Robert Fulton’s Nautilus (the inventor of the steamboat, who created the original Nautilus), was built in France in 1799 with the financial support of Napoleon Bonaparte. The submarine was not very popular; it required three crew members to operate. Two crewmen powered the vessel with the help of a visible sail above the water line while the third man steered the vessel. Not only did Verne name his fictional submarine after Fulton’s, but many different countries across the world, including Italy, Britain, the United States and France, used the name Nautilus at some point for one of their submarines.
One of the biggest problems with the development of the submarine, was in fact, power. There was no certain way to power a submarine, especially when machinery and air supply were such important parts of running and maintaining the vessel. Eventually, in 1888, batteries were used to power submarines, to generate electricity, sometimes in a combination with gasoline engines for movement. However, batteries were not used in submarines until 1888-1890 in order to produce electricity, roughly 20 years after Twenty Thousand Leagues Under the Sea was written. The French vessel, Le Morse, also built in 1888, was even fitted with a periscope, the first submarine to do so. These facts are important because they did not occur in submarines until 1888; yet, Captain Nemo’s Nautilus was powered by electricity and even had a periscope!
“...more remarkable than his (Verne) literary output was his uncanny ability to predict technological developments. Nemo’s Nautilus had many capabilities that are now found in nuclear submarines 130 years later.”
The Nautilus in Twenty Thousand Leagues Under the Sea can be considered one of the most famous and successful submarines, even though it was a work of fiction, and the impact and influence that Captain Nemo’s submarine had on society is undoubtedly impressive. The periscope and electricity used in Captain Nemo’s Nautilus was not the only surprising aspect of Verne’s accuracy in predicting future submarine technology, but also his discussion of other science discoveries and technological innovations, which appear later in submarines.

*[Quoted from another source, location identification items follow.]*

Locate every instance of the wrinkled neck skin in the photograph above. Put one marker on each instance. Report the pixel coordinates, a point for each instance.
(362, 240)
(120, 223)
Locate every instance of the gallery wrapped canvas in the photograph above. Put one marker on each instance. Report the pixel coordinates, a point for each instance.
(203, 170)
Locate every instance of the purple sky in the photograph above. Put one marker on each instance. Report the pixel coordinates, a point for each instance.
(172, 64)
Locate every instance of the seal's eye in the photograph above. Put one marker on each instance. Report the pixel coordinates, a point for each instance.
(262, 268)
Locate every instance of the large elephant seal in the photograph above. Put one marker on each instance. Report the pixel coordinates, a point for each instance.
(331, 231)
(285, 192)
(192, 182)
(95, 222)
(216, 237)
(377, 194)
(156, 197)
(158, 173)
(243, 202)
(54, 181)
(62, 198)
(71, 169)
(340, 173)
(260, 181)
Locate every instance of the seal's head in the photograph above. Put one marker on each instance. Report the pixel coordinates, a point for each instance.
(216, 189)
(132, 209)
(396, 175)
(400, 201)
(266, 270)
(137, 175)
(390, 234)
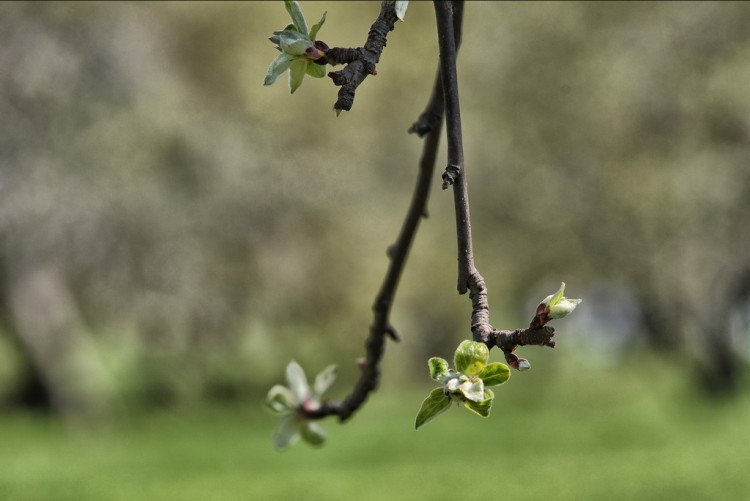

It seems that Verne had a great impact on submarine technology. Two of the most impressive technologies he predicted were the use of hydroelectricity and the periscope. As Captain Nemo explains, “I owe it all to the ocean; it produces electricity, and electricity gives heat, light, motion, and, in a word, life to the Nautilus.”
This quote, from Don Walsh, who is a marine policy specialist and oceanographer is important because it supports the claim that Verne had an uncanny way in predicting future submarine technology.